La noche era clara, y decían que la luna era la culpable, pero no había más claridad en el alma de quien escribe que la luz propia, que en ocasiones, sin haber ningún viento, parece apagarse, pero no lo hace porque sabe que todo lo que ocurre, está regido por el miedo.

Todos los días tránsito por las viejas calles de mi atormentada ciudad, que durante los períodos escolar y laboral, lucen atestadas debido al excesivo parque vehicular, pero hoy se ven diferente, pues, media ciudadanía parece haberse marchado con motivo de las vacaciones.

Más que tranquila, la ciudad se ve triste, y esa percepción no la produce la falta de gente en las calles, sino la energía negativa que se sacudió cada miembro de la comunidad, antes de ir a donde pudiesen respirar una aparente y temporal libertad, porque saben que esa fugaz alegría, traducida en momentos de felicidad, durará lo que dura el raquítico presupuesto familiar destinado para el esparcimiento.

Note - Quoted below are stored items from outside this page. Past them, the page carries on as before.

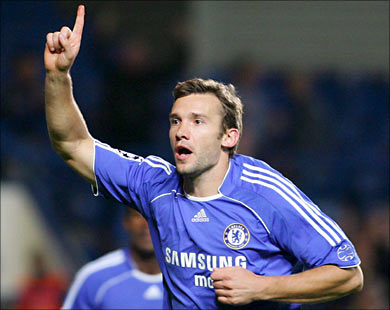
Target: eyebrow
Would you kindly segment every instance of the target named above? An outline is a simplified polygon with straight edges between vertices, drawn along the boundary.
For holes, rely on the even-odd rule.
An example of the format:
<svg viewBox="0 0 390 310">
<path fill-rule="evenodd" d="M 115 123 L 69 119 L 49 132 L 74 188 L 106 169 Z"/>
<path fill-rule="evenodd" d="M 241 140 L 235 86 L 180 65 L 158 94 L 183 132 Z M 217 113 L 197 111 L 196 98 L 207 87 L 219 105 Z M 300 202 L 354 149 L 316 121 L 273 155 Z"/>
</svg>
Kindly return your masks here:
<svg viewBox="0 0 390 310">
<path fill-rule="evenodd" d="M 202 113 L 195 113 L 195 112 L 192 112 L 191 115 L 192 115 L 192 118 L 198 118 L 198 117 L 201 117 L 201 118 L 208 118 L 207 115 L 202 114 Z"/>
<path fill-rule="evenodd" d="M 202 114 L 202 113 L 195 113 L 195 112 L 192 112 L 191 113 L 191 117 L 192 118 L 198 118 L 198 117 L 201 117 L 201 118 L 206 118 L 208 119 L 207 115 L 205 114 Z M 171 113 L 169 114 L 169 119 L 172 119 L 172 118 L 180 118 L 180 116 L 176 113 Z"/>
<path fill-rule="evenodd" d="M 176 113 L 170 113 L 169 119 L 172 119 L 172 118 L 179 118 L 179 115 L 177 115 Z"/>
</svg>

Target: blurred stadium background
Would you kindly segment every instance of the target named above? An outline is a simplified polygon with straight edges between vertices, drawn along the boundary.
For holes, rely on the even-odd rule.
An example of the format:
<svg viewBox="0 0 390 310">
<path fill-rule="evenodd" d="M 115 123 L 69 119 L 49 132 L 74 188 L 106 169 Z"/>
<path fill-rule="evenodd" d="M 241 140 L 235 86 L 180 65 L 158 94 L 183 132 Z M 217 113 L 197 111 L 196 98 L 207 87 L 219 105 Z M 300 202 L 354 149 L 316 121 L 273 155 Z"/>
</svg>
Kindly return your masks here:
<svg viewBox="0 0 390 310">
<path fill-rule="evenodd" d="M 50 148 L 47 32 L 74 1 L 1 2 L 1 304 L 61 304 L 75 271 L 124 245 L 123 207 Z M 88 1 L 75 98 L 92 135 L 173 162 L 177 81 L 236 85 L 240 151 L 291 178 L 344 228 L 362 292 L 305 309 L 389 309 L 389 2 Z"/>
</svg>

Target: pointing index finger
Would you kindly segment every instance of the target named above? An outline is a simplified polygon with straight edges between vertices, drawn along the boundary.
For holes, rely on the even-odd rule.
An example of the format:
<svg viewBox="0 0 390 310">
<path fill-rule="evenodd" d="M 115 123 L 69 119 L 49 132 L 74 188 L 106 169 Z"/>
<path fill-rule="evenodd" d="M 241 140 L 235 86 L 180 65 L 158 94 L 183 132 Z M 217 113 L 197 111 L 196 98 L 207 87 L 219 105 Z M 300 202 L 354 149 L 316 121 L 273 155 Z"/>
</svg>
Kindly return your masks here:
<svg viewBox="0 0 390 310">
<path fill-rule="evenodd" d="M 84 15 L 85 15 L 85 7 L 84 5 L 79 5 L 77 9 L 77 17 L 73 26 L 73 32 L 81 37 L 83 34 L 84 28 Z"/>
</svg>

Nadie puede dudar de lo gratificante que es para el cuerpo y el alma el alejarse una o dos semanas de la otrora ciudad amable, pero pronto regresarán a continuar con las anquilosantes rutinas citadinas.

Somos afortunados al tener la oportunidad de captar fotográficamente los momentos de felicidad, porque esa constancia renovará nuestras esperanzas de regresar nuevamente a los lugares donde nos recargamos de energía positiva.

Tengo en la memoria de mi celular, las fotografías de un día de risas, de sentimientos cordiales y de figuras, que me recuerdan el derecho que tenemos todos los seres humanos de ser felices en un país, que se ha negado a sucumbir, ante la voracidad de un estrato de la sociedad que representa la oscuridad.